According to the National Consortium for the Study of Terrorism and Responses to Terrorism, 3,658 Americans died in all types of terrorist attacks worldwide between 1995 and 2016, with 2,902 of those occurring on September 11, 2001 (by its count). Taking away that “Black Swan” event, that’s thirty-six American deaths a year in the entire globe over that twenty-one-year period.
Drilling down to specifically right-wing terror, the numbers are even smaller. According to the CSIS, deaths from right-wing terror between 1994 and 2020 have totaled 335, or around fourteen per year, while a 2020 New America study puts the far-right terrorist death toll since 2001 at 114, or six per year. The DHS’s own recent analysis finds that over 2018 and 2019, forty-eight people were killed, thirty-nine of them at the hands of white supremacists. It’s important to note that, according to the DHS, 2019 was the most lethal year since 1995 for domestic terrorism.

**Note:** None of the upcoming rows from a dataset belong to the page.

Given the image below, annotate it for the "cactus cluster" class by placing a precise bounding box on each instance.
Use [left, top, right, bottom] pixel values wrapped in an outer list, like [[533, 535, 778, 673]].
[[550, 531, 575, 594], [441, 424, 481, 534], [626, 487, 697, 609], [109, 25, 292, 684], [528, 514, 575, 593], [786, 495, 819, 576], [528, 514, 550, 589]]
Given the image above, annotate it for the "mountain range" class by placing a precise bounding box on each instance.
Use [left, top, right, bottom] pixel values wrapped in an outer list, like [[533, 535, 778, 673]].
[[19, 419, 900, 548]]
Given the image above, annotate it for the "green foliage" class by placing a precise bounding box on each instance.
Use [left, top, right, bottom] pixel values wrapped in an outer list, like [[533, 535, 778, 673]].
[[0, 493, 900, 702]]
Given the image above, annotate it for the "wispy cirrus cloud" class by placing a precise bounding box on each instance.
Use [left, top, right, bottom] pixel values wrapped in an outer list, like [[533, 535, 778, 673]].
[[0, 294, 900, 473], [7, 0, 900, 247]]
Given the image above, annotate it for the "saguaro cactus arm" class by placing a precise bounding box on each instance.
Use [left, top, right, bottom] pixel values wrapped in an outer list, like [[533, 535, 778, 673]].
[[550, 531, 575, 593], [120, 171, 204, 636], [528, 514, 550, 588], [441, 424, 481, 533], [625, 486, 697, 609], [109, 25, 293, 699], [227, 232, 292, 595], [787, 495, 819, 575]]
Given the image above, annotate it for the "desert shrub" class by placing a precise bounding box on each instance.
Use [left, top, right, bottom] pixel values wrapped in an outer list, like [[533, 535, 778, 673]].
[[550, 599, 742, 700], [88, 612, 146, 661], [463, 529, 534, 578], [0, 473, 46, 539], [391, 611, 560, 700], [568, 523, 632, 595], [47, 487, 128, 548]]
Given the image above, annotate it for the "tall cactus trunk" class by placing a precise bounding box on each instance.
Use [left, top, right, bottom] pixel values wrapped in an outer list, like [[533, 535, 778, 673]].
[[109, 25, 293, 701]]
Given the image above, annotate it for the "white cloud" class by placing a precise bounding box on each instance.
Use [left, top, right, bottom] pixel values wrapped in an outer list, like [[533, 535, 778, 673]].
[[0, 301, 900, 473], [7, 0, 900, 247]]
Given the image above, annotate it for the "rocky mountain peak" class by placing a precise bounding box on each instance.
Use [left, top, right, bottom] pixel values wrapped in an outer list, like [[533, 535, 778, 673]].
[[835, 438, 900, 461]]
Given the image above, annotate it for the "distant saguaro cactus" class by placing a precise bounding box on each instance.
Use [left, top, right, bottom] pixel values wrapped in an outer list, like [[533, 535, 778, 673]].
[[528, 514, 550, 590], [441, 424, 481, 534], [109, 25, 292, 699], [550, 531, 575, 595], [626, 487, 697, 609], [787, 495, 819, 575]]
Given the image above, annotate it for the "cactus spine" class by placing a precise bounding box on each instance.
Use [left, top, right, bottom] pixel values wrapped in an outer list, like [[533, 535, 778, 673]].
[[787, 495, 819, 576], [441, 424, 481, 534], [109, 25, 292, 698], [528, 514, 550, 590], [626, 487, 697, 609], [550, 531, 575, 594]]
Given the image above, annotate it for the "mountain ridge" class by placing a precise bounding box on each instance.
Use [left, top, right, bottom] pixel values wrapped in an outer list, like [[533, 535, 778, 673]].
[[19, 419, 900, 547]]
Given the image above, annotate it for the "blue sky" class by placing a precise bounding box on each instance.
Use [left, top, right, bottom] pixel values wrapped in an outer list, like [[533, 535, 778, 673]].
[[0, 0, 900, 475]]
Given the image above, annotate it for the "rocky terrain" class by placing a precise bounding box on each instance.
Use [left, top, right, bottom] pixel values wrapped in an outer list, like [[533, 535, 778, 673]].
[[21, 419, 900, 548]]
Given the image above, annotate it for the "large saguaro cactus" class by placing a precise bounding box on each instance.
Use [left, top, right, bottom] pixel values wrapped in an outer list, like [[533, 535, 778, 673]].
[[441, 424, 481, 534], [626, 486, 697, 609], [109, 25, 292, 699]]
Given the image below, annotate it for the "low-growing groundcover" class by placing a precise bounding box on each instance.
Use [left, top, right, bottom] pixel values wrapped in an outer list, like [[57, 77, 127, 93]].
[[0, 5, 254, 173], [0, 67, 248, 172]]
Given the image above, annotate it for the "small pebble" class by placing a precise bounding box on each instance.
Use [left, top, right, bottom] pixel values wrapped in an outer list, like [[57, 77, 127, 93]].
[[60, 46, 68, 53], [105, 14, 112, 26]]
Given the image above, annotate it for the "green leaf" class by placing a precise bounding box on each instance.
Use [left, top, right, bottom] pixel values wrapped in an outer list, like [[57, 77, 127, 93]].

Not only are these numbers dwarfed by the hundreds of thousands of Americans who die every year from ordinary causes (e.g., heart disease, diabetes, suicide) or are killed by animals (1,610 between 2008 and 2015), they are also vastly outmatched by the number of Americans killed by the police (7,666 people between 2013 and 2019, with more than a thousand killed in 2019 alone). While far-right terrorism should by no means be simply ignored, curbing the power and impunity of American law enforcement will be a far more effective way to save innocent lives than adding to that power in the hope of fighting domestic terror.
This is not to play down the threat of right-wing terrorism, any more than liberal and left-wing warnings during the Bush and Obama eras that Americans were more likely to be crushed by furniture or drown in their bathtubs than be killed in terrorist attacks were aimed at insulting Americans’ justified fear and anger in the wake of the September 11 attacks. Instead, putting it into perspective can help us find the appropriate policy response and avoid handing law-enforcement and security agencies potentially repressive powers that can be used against the most vulnerable, something agencies like the FBI have a habit of inflating terrorist threats to do.

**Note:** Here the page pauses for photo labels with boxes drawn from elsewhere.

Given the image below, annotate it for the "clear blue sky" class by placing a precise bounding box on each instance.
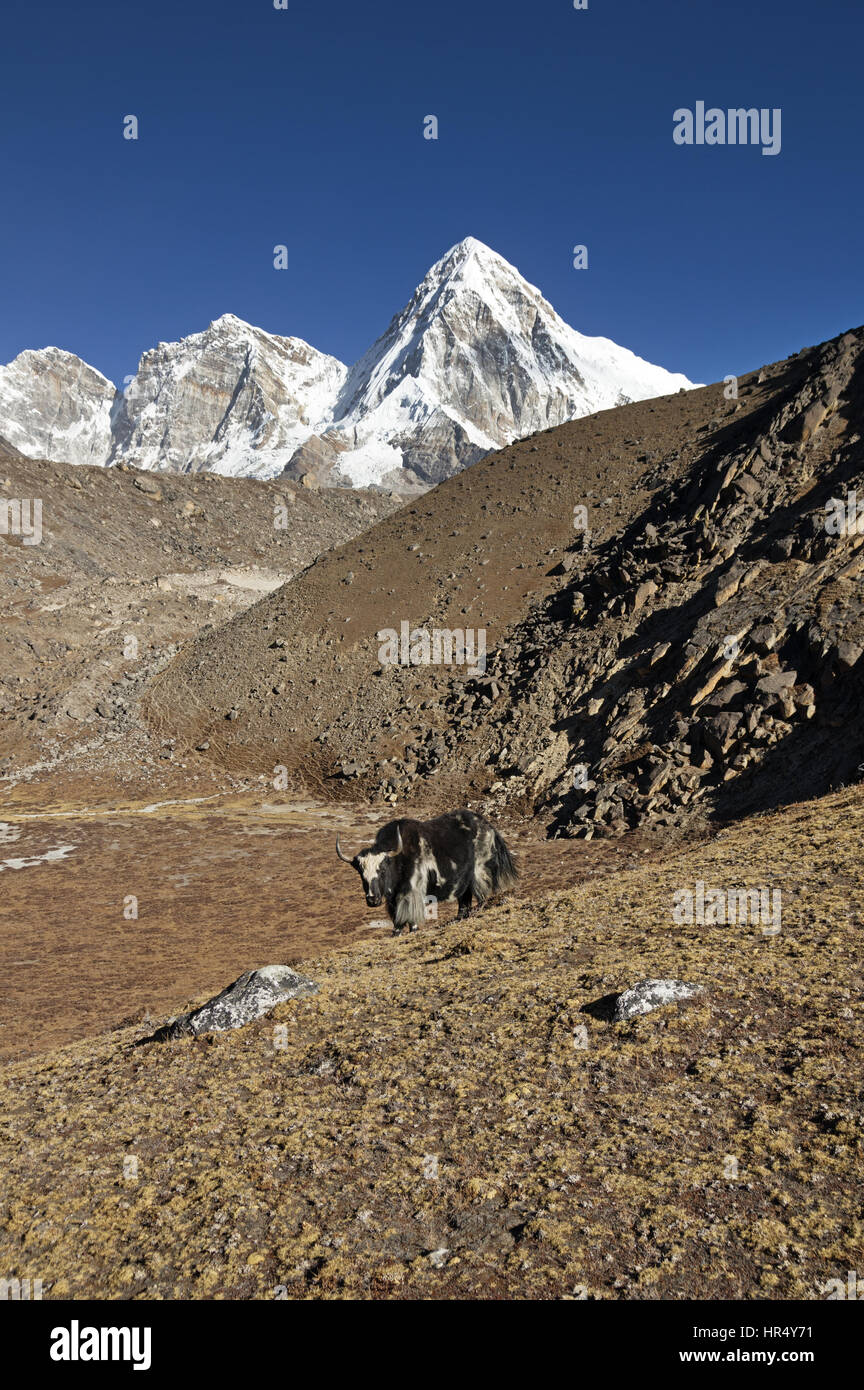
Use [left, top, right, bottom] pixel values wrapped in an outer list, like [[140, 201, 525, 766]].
[[0, 0, 864, 381]]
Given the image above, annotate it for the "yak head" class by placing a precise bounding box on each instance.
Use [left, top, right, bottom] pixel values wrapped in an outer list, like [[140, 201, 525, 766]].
[[336, 826, 401, 908]]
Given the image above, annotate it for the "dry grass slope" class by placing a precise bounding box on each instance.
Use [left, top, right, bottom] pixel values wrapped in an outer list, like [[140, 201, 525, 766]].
[[0, 788, 864, 1300]]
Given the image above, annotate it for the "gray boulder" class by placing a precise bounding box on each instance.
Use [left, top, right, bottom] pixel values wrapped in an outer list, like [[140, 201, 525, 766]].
[[143, 965, 318, 1043], [613, 980, 703, 1023]]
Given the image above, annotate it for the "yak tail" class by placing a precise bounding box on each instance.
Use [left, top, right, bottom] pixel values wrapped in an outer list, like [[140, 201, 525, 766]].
[[492, 830, 520, 891], [471, 830, 520, 902]]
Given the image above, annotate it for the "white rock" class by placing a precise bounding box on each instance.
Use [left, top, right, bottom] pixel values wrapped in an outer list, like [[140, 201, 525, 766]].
[[613, 980, 703, 1023]]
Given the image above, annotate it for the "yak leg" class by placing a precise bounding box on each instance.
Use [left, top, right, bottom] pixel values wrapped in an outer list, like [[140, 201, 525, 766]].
[[456, 888, 471, 922]]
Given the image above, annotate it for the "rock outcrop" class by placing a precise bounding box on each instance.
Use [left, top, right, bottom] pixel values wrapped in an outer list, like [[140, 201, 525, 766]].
[[143, 965, 318, 1043]]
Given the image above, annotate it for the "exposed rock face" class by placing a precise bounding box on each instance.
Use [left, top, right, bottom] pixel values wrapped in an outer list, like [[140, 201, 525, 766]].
[[0, 348, 117, 464], [613, 980, 703, 1023], [146, 965, 318, 1043], [111, 314, 347, 477], [143, 329, 864, 840], [0, 238, 689, 491]]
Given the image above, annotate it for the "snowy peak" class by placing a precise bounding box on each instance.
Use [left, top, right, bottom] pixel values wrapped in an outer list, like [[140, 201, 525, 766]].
[[0, 244, 690, 488], [0, 348, 117, 464], [325, 238, 690, 484], [113, 314, 347, 477]]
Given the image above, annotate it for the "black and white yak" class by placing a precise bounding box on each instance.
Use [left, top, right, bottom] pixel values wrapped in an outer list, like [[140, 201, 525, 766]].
[[336, 810, 517, 935]]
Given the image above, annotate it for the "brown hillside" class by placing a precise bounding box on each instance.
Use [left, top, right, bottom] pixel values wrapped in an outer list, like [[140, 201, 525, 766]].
[[144, 332, 864, 834]]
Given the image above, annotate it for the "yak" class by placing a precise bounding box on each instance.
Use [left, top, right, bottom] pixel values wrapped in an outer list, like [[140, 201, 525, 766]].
[[336, 810, 518, 935]]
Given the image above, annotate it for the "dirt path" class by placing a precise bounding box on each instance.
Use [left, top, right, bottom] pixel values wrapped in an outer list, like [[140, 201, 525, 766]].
[[0, 798, 650, 1059]]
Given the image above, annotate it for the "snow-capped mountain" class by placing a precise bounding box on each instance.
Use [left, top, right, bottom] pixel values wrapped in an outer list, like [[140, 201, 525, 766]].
[[315, 236, 690, 482], [111, 314, 347, 477], [0, 236, 690, 487], [0, 348, 117, 464]]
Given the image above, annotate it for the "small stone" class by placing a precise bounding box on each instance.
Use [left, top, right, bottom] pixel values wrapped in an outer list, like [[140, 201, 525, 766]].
[[613, 980, 703, 1023]]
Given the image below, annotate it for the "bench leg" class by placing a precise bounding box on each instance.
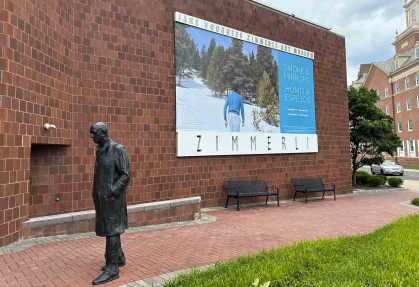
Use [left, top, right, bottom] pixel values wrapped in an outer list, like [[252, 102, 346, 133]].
[[225, 195, 230, 208]]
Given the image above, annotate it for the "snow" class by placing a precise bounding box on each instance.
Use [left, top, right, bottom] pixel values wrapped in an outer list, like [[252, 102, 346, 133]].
[[176, 76, 280, 133]]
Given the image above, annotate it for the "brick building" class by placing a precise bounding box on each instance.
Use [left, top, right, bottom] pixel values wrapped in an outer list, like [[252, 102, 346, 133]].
[[0, 0, 352, 246], [352, 0, 419, 165]]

Just as leftists and liberals understand that more and stronger police aren’t a solution to crime, or that more bombs and wars won’t stop foreign terrorism, there’s little reason to believe cheering on agencies like the FBI will help fix the root causes of far-right terrorism. There is more than enough detail in the Whitmer kidnapping story to justify approaching the story with skepticism until we learn more. And there is more than enough in the FBI’s history for us to know that whatever specialized tactics are used against fringe right-wing groups today, they won’t stay limited to that part of the political spectrum for long.